The graph of the polynomial is shown below:
(A)explain why, of the four roots of the equation f(x)=o, two are real
and two are complex
I found I am a little bit messy with the concepts…..when f(x)=0, the two real roots are 2 and -4, how can I find the complex roots from the graph??
(B)The curve passes though the point (-1,-18). Find f(x) in the form
(x)=(x-a)(x-b)(x^2+cx+d), were a, b, c, d belongs to Z
This question is simple, I put in 2,-4, and -32 to be a,b,c, and then plug in (-1,-18), and found that c=-33
(C)Find the two complex roots of the equation f(x)=0 in Cartesian form
(D)express each of the four roots of the equation in the Euler’s form
Again, I know Cartesian form and euler’s form,but how can I find the complex roots?

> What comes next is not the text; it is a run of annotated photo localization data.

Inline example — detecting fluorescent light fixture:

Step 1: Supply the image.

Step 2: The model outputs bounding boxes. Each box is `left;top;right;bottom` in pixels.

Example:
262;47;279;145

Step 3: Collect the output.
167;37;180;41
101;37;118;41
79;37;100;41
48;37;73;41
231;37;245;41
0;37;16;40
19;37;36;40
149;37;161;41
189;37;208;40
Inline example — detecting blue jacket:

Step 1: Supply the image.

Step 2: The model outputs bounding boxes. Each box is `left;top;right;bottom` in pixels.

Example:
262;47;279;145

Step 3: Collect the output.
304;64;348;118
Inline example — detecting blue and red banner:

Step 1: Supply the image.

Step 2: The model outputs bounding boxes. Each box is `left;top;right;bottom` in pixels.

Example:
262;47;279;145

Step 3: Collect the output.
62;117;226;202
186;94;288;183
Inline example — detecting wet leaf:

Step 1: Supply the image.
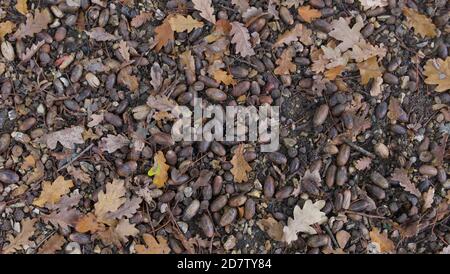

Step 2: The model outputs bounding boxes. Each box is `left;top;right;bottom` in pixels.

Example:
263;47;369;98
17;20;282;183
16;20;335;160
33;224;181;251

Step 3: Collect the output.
230;144;252;183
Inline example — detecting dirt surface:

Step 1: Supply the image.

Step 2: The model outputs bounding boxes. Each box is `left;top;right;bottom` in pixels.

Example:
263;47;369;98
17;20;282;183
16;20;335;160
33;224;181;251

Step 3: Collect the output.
0;0;449;254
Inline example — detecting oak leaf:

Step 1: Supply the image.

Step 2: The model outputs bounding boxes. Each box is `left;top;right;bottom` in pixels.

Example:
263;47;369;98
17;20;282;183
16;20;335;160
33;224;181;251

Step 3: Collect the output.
213;69;236;85
148;151;170;188
0;21;16;40
273;24;312;48
118;40;130;61
422;187;435;212
153;19;174;52
348;40;386;63
146;94;177;111
115;219;139;243
359;0;388;10
403;7;436;38
257;217;284;241
274;47;296;75
329;16;364;52
423;57;450;92
324;65;345;80
168;15;204;33
117;66;139;91
85;27;118;41
150;62;163;91
14;9;51;39
369;227;395;253
105;197;142;220
45;126;85;150
2;218;36;254
231;0;250;14
131;12;152;28
94;179;127;222
15;0;28;15
387;97;407;123
357;56;382;85
135;234;171;254
180;49;196;79
20;39;45;63
37;234;65;254
355;156;372;171
192;0;216;24
75;213;102;233
230;21;255;57
390;168;420;197
33;176;74;207
283;199;327;244
99;134;129;153
230;144;252;183
297;5;321;23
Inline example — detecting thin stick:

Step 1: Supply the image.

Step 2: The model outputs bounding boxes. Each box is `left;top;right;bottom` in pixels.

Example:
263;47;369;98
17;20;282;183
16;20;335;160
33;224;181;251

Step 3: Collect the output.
57;144;94;172
344;210;386;219
343;139;376;159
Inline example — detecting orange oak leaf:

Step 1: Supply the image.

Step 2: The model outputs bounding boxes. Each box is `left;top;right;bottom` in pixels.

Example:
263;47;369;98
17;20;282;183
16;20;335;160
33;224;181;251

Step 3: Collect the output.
274;47;296;75
153;19;174;52
297;5;321;23
33;176;74;207
403;7;436;38
135;234;171;254
357;56;382;85
423;57;450;92
369;227;395;253
230;144;252;183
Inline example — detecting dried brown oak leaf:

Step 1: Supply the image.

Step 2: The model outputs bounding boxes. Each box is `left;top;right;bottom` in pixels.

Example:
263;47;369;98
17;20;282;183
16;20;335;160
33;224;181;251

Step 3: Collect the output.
355;156;372;171
230;21;255;57
118;40;130;62
387;97;407;123
357;56;382;85
146;94;177;111
348;40;386;63
20;39;45;63
274;47;296;75
105;197;142;220
94;179;127;223
15;0;28;15
283;199;327;244
180;49;196;78
273;23;312;48
135;234;171;254
14;9;51;39
131;12;152;28
403;7;437;38
45;126;84;150
193;0;216;24
153;19;174;52
423;57;450;92
359;0;388;10
369;227;395;253
150;62;163;91
148;151;170;188
390;168;421;197
422;187;435;212
37;234;65;254
118;66;139;91
2;218;36;254
33;176;74;207
329;16;364;52
0;21;16;40
257;216;284;241
169;14;204;33
87;113;104;127
297;5;321;23
85;27;118;41
230;144;252;183
232;0;250;15
99;134;129;153
114;219;139;243
213;69;236;85
75;213;103;233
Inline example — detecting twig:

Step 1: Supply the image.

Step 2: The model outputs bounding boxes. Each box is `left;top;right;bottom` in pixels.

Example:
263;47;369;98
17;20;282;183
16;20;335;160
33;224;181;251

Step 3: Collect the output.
343;139;376;159
57;144;94;172
324;224;340;248
344;210;386;219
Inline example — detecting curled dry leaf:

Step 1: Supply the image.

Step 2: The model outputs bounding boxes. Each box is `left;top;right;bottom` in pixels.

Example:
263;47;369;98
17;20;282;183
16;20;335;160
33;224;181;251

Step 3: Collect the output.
148;151;170;188
131;12;152;28
2;218;36;254
423;57;450;92
45;126;85;150
192;0;216;24
274;47;296;75
230;144;252;183
14;9;51;39
135;234;171;254
390;168;421;197
99;134;129;153
403;7;437;38
169;15;204;33
297;5;321;23
422;187;435;212
230;21;255;57
283;199;327;244
150;62;163;91
33;176;74;207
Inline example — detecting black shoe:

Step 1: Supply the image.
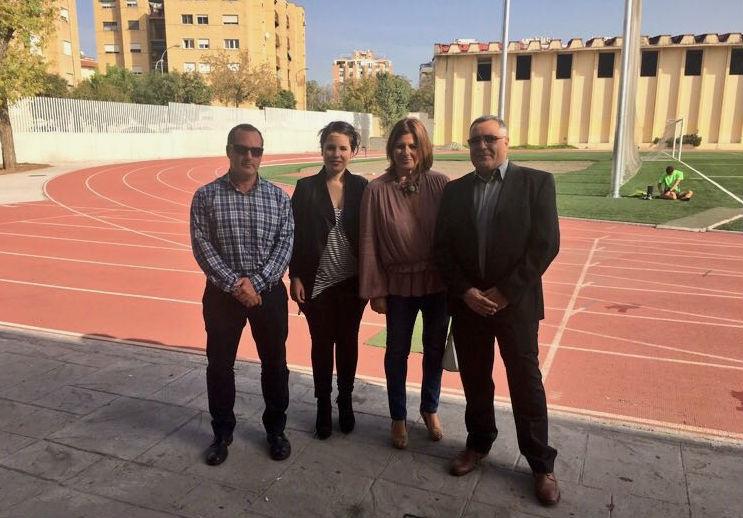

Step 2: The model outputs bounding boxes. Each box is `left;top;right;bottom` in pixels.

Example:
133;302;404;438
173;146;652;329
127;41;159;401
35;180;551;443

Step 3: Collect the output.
205;435;232;466
316;398;332;440
337;395;355;434
267;433;291;461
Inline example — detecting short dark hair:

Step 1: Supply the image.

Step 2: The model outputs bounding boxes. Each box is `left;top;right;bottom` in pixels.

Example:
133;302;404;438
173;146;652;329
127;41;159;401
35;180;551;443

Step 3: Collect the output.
319;121;360;153
665;166;674;174
469;115;508;133
386;117;433;175
227;123;263;146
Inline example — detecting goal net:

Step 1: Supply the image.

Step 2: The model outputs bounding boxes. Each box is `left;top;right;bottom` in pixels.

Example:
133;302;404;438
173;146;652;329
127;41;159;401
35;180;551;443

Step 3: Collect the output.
643;118;685;162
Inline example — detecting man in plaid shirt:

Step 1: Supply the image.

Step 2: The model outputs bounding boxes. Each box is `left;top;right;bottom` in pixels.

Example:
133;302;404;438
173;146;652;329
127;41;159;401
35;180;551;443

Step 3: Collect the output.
190;124;294;465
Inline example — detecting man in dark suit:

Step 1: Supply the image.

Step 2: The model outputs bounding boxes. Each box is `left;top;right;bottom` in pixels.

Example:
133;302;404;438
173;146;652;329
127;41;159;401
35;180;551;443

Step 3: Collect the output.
434;115;560;506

Hope someone can help me ! Thanks!!
Best Answer
There's no easy answer to this question that I'm aware of. But fortunately that's not what you were asked. You were just asked to show that two are real and two are complex. You see the real ones with your eyes, and the other two must be complex. The fundamental theorem of algebra says there must be four, up to multiplicity, and since complex roots come in conjugate pairs, you know they are distinct, so there are two different ones.
That's not what I found. Also you didn't mention $d.$
Once you have found $c$ and $d$, the complex roots will just be the roots of $x^2+cx+d,$ since the two real roots are already factored out. You can find the roots with the quadratic formula.